İkincil korumda kullanılan pap smear; rahim ağzından sürüntü alınarak cama yayılıp hücrelerin patolog tarafından değerlendirilmesidir.
Karında şişlik ve kabızlık:
Yumurtalık kanserlerinin en önemli özelliği hastalığın ileri evrelerine kadar belirti vermemesidir. Zaman zaman yumurtalık kanserinin erken bulguları olabilir.
Genel olarak baktığımızda yumurtalık kanserleri, karında şişlik ve ağrı, sindirim bozuklukları, idrar sorunları ve kilo kaybı gibi şikayetlere neden olurlar.
Yumurtalık kanserlerini yüzde 75’i (4 hastadan 3’ü) hiç belirti vermeden ilerlemiş evrede teşhis edildiğinde; yılda bir kez jinekolojik muayene çok önemlidir.
Hastalık karın içine yayılmaya başladıktan sonra karın boşluğunda su toplanmaya başlar ve bunun sonucunda karın şişmeye başlar.
Hatta bazı kadınlar kendilerinin şişmanladıklarını düşünürler. Bu olaylar olurken sindirim zorlukları başlar, iştahsızlık oluşur ve hasta zayıflamaya başlar.
Bazı hastalarda barsak tıkanıklıkları oluşur ve buna bağlı kusma ve büyük tuvalet yapamama gibi durumlarda görülebilir.
Özetlemek gerekirse yumurtalık kanserleri erken dönemlerde şikayet oluşturmazlar ancak hastalık ilerledikçe şikayetler oluşmaya başlar.
Et suyu tarzında akıntı:
İlerlemiş rahim ağzı kanseri işaretidir. Düzenli olarak kontrole giden kadınlarda rahim ağzı kanseri görülme sıklığı son derece nadirdir.

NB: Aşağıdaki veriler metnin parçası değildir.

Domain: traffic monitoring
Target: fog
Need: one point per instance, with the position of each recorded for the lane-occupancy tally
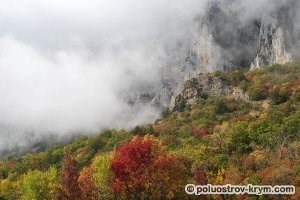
(64, 64)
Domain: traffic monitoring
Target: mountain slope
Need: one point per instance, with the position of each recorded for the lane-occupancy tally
(213, 137)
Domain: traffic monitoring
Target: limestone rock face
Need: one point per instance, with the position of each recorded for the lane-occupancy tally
(205, 85)
(272, 47)
(223, 40)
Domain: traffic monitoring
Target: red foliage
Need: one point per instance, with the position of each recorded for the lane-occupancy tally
(142, 170)
(200, 177)
(199, 131)
(131, 163)
(69, 177)
(86, 184)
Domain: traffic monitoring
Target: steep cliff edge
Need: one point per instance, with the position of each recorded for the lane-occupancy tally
(203, 86)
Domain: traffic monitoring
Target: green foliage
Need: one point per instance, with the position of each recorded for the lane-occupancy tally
(39, 185)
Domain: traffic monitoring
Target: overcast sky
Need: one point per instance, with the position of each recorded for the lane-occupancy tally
(63, 63)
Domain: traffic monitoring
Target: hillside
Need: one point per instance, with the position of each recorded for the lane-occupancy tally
(237, 128)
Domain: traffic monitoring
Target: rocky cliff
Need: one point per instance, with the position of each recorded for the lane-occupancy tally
(202, 86)
(223, 39)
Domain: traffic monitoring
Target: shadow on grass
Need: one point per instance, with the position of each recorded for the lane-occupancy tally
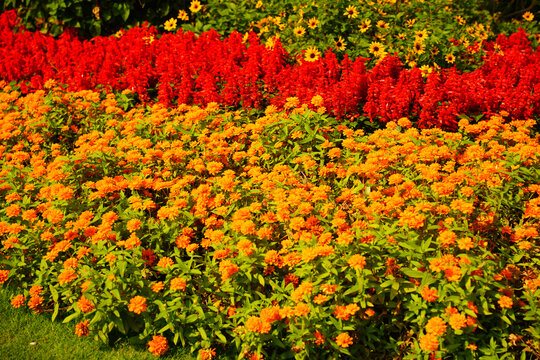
(28, 336)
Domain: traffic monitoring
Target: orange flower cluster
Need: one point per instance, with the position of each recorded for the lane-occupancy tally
(190, 214)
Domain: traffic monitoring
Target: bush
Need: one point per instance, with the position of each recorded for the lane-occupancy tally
(90, 17)
(281, 234)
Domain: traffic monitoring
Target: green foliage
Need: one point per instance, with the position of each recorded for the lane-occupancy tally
(434, 34)
(91, 17)
(286, 234)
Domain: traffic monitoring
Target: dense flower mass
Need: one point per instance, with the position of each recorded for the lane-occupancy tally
(184, 188)
(253, 226)
(243, 72)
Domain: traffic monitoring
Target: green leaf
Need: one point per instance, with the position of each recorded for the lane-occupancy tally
(71, 317)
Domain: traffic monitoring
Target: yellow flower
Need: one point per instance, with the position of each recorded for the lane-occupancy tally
(182, 15)
(195, 6)
(299, 31)
(528, 16)
(382, 24)
(418, 47)
(312, 23)
(376, 48)
(460, 20)
(312, 54)
(421, 35)
(410, 22)
(340, 44)
(170, 24)
(365, 26)
(351, 12)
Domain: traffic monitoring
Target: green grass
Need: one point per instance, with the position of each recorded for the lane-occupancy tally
(28, 336)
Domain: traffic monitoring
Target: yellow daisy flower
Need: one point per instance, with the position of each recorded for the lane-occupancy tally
(312, 54)
(195, 6)
(170, 24)
(351, 12)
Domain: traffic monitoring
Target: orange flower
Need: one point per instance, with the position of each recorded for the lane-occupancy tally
(357, 261)
(85, 305)
(319, 338)
(4, 274)
(227, 269)
(178, 284)
(344, 312)
(137, 305)
(447, 238)
(18, 301)
(207, 354)
(457, 321)
(344, 340)
(466, 243)
(165, 262)
(133, 225)
(35, 303)
(429, 294)
(158, 345)
(13, 210)
(436, 326)
(81, 329)
(36, 290)
(157, 287)
(66, 276)
(256, 324)
(429, 342)
(505, 302)
(301, 309)
(452, 273)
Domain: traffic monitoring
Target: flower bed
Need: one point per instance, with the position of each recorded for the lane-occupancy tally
(184, 69)
(283, 234)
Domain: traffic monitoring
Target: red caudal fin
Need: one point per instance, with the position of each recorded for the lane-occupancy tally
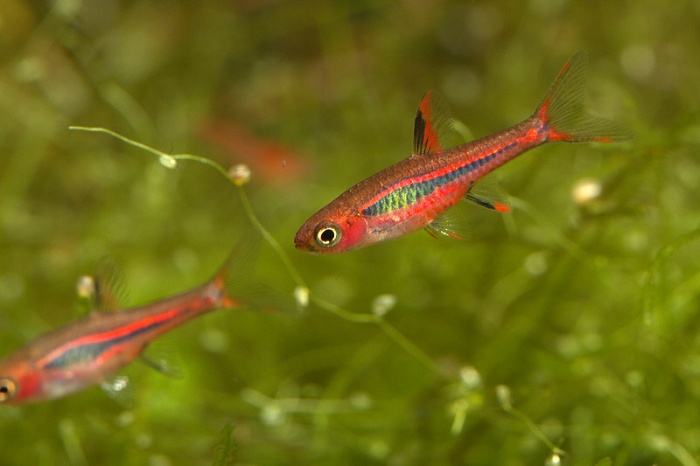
(563, 109)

İlerlemiş rahim ağzı kanserinde; kanamada artış, bacak ağrısı, idrardan veya dışkıdan kan gelmesi görülebilir.
Adet düzensizlikleri ve aşırı vajinal kanama:
Adet dışı kanamalar hormon bozukluklarından olabileceği gibi rahim içi zarı kanserinden de kaynaklanabileceğinden acil jinekolojik tetkik yapılması gerekir.
Memede şekil bozuklukları, meme ucunda kanlı akıntı:
Meme kanserine karşı kadınların her ay kendi kendine meme muayenesi yapması gerekiyor.
Memede kızarıklık, hassasiyet, çukurlaşma, dolgunluk hissi, ele gelen kitle, meme başından akıntı gibi belirtiler durumunda bir an önce doktorunuza başvurun.
Tedaviye cevap vermeyen dış genital bölgede kaşıntı:
Dış genital bölgenin (vulvanın) kanser öncesi lezyonlarının ya da kanserin belirtesi olabilir. Muhakkak biyopsi ile değerlendirilmelidir.
Kilo kaybı, pelvik ağrı ve kitle:
Bir kadındaki hormon düzensizliği rahim kanserine sebep olabilir.
Rahim kanserinde bilinen risk faktörleri erken yaşta başlayan adet, gecikmiş menopoz, infertilite (kısırlık) ve obezite (şişmanlık) gibi kadında östrojen miktarını artıran durumlardır.